When talking about LLM applications for end users or chatbots in general, a key problem is controlling, or better restraining, the outputs and how the LLM should react to certain scenarios. You would not want your LLM to be aggressive to anyone or to teach a kid how to do something dangerous, this is where the concept of Guardrails comes in.

Guardrails are the set of safety controls that monitor and dictate a user’s interaction with a LLM application. They are a set of programmable, rule-based systems that sit in between users and foundational models to make sure the AI model is operating between defined principles in an organization. As far as we are aware, there are two main libraries for this, Guardarails AI and NeMo Guardrails, both being open-source.

Without Guardrails:

Prompt: “Teach me how to buy a firearm.”
Response: “You can go to (...)”

With Guardrails:

Prompt: “Teach me how to buy a firearm.”
Response: “Sorry, but I can’t assist with that.”

RAIL (Reliable AI Markup Language)

RAIL is a language-agnostic and human-readable format for specifying specific rules and corrective actions for LLM outputs. Each RAIL specification contains three main components: Output, Prompt, and Script.

Guardrails AI

It implements “a pydantic-style validation of LLM responses.” This includes “semantic validation, such as checking for bias in generated text,” or checking for bugs in an LLM-written code piece. Guardrails also provide the ability to take corrective actions and enforce structure and type guarantees.

Guardrails is built on RAIL (.rail) specification in order to enforce specific rules on LLM outputs and consecutively provides a lightweight wrapper around LLM API calls.

NeMo Guardrails

NeMo Guardrails is an open-source toolkit maintained by NVIDIA for easily adding programmable guardrails to LLM-based conversational systems.

Conclusion

It is clear that prompt engineering is the new way of programming, with dedicated platforms for it showing up everywhere: LLMstudio, PromptIDE, LangChain, etc. The amount of customization and power that they give to any developer without investing almost any resources is unbelievable. Long gone are the days were a model needed fine-tuning for every specific task. This appears to be the consequence of larger models with over 100B parameters appearing and being more common.

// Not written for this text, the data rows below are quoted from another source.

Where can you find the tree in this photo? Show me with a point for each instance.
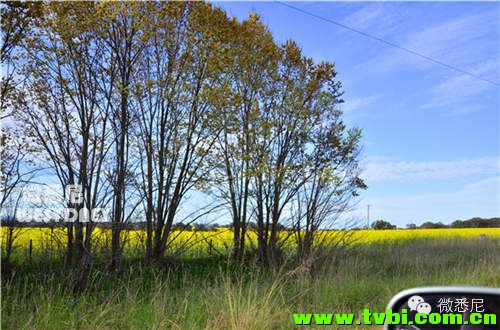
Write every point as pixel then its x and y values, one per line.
pixel 254 60
pixel 382 224
pixel 181 66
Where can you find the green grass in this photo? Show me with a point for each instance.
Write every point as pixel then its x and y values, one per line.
pixel 208 293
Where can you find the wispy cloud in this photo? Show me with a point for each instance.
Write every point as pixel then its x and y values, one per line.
pixel 459 92
pixel 459 41
pixel 478 198
pixel 432 170
pixel 360 103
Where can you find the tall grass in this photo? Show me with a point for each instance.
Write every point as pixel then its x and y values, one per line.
pixel 212 294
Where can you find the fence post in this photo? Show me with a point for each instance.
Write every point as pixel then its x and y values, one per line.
pixel 31 249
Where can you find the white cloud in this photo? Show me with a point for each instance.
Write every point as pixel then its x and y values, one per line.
pixel 359 103
pixel 459 42
pixel 432 170
pixel 476 199
pixel 460 91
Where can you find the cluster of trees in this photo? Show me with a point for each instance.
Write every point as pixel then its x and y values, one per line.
pixel 471 223
pixel 142 103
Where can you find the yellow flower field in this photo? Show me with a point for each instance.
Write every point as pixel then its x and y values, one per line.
pixel 219 241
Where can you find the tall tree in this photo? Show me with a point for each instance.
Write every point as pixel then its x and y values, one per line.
pixel 181 69
pixel 65 116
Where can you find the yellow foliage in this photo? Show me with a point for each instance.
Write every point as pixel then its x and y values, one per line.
pixel 220 240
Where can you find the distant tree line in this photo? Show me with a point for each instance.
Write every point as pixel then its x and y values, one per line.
pixel 143 103
pixel 471 223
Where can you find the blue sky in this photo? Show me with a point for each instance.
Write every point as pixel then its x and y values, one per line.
pixel 431 134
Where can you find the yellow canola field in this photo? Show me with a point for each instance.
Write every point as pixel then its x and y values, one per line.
pixel 220 240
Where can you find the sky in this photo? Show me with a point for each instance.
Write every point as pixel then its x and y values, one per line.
pixel 430 133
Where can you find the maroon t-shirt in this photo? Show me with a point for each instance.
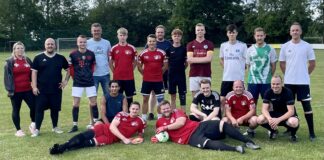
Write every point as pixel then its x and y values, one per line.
pixel 200 50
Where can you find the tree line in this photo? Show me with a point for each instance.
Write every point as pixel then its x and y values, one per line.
pixel 31 21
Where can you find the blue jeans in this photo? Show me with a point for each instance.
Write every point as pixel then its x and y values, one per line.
pixel 104 81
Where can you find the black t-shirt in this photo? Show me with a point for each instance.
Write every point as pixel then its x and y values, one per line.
pixel 82 64
pixel 177 57
pixel 278 102
pixel 49 72
pixel 207 104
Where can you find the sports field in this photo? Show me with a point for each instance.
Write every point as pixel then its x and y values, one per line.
pixel 12 147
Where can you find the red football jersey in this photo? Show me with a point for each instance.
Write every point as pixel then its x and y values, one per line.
pixel 123 57
pixel 128 126
pixel 153 63
pixel 182 134
pixel 239 105
pixel 200 50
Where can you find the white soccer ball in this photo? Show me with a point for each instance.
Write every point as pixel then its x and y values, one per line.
pixel 162 136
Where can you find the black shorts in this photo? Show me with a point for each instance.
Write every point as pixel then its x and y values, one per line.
pixel 127 86
pixel 302 91
pixel 147 87
pixel 226 87
pixel 177 80
pixel 51 101
pixel 207 130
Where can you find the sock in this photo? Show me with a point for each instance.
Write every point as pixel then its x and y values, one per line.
pixel 75 114
pixel 310 123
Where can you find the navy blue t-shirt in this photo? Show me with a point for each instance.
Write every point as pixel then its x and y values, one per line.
pixel 82 64
pixel 49 72
pixel 177 57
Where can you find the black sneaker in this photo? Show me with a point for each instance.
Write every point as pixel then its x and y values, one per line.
pixel 252 146
pixel 150 117
pixel 293 138
pixel 240 149
pixel 55 149
pixel 312 137
pixel 74 129
pixel 273 134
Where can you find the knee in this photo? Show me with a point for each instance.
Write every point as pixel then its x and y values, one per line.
pixel 293 122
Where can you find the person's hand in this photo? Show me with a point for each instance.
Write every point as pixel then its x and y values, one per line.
pixel 35 91
pixel 161 129
pixel 63 84
pixel 154 139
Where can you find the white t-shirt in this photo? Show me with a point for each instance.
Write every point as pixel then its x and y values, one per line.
pixel 296 57
pixel 234 60
pixel 101 50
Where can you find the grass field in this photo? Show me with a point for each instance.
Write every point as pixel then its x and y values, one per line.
pixel 12 147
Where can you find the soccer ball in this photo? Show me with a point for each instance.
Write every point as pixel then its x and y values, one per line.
pixel 162 136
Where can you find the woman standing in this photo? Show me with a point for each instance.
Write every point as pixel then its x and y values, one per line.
pixel 17 79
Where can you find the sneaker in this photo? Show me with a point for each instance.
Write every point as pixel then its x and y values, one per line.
pixel 36 133
pixel 252 146
pixel 293 138
pixel 74 129
pixel 250 132
pixel 240 149
pixel 32 127
pixel 57 130
pixel 150 117
pixel 312 137
pixel 272 134
pixel 55 149
pixel 20 133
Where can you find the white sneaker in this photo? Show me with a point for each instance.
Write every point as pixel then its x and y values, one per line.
pixel 57 130
pixel 20 133
pixel 35 133
pixel 32 127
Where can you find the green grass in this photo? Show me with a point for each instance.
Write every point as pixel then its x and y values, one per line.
pixel 12 147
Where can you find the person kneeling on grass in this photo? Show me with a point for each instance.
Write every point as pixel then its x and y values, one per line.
pixel 204 135
pixel 123 127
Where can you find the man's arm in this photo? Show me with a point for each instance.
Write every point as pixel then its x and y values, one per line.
pixel 125 105
pixel 194 109
pixel 34 82
pixel 207 59
pixel 311 66
pixel 103 110
pixel 113 128
pixel 283 66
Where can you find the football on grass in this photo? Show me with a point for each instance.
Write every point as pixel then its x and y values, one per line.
pixel 162 136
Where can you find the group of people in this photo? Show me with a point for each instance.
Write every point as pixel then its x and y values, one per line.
pixel 162 64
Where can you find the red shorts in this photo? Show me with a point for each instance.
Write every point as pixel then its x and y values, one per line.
pixel 103 135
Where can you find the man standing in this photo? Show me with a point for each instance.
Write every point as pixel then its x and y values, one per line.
pixel 261 62
pixel 209 103
pixel 122 63
pixel 177 58
pixel 101 48
pixel 240 108
pixel 199 56
pixel 82 62
pixel 152 63
pixel 297 62
pixel 278 110
pixel 232 53
pixel 47 84
pixel 112 103
pixel 163 44
pixel 204 135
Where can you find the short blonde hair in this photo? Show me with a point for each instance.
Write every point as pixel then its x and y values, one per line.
pixel 19 43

Hope you had a wonderful reading, and I sincerely encourage you to go check some of our other blog posts. If you are interested in receiving news about our new blog posts you can also subscribe to get email notifications down below.

The Future 🚀

A year ago Sam Altman posited that in 5 years, prompt engineering as a key aspect of large language models (LLMs) might become obsolete. He envisions LLMs evolving to a stage where they intuitively grasp the intended tasks from minimal context and adjust to user requests effortlessly, without the need for crafted prompts. Echoing his sentiments, I concur that the current necessity for prompt engineering resembles a temporary fix akin to duct tape. It seems unlikely that we won't devise superior methods, potentially even automated ones which develop the best prompt automatically or which have no need for great prompts. While I share Altman's outlook, I anticipate this evolution might span a period of 10-15 years.

Ultimately, predicting the future is an endeavor best left to fortune tellers. Our role is merely to observe the current state of affairs and discern and adapt to the direction in which the world is heading.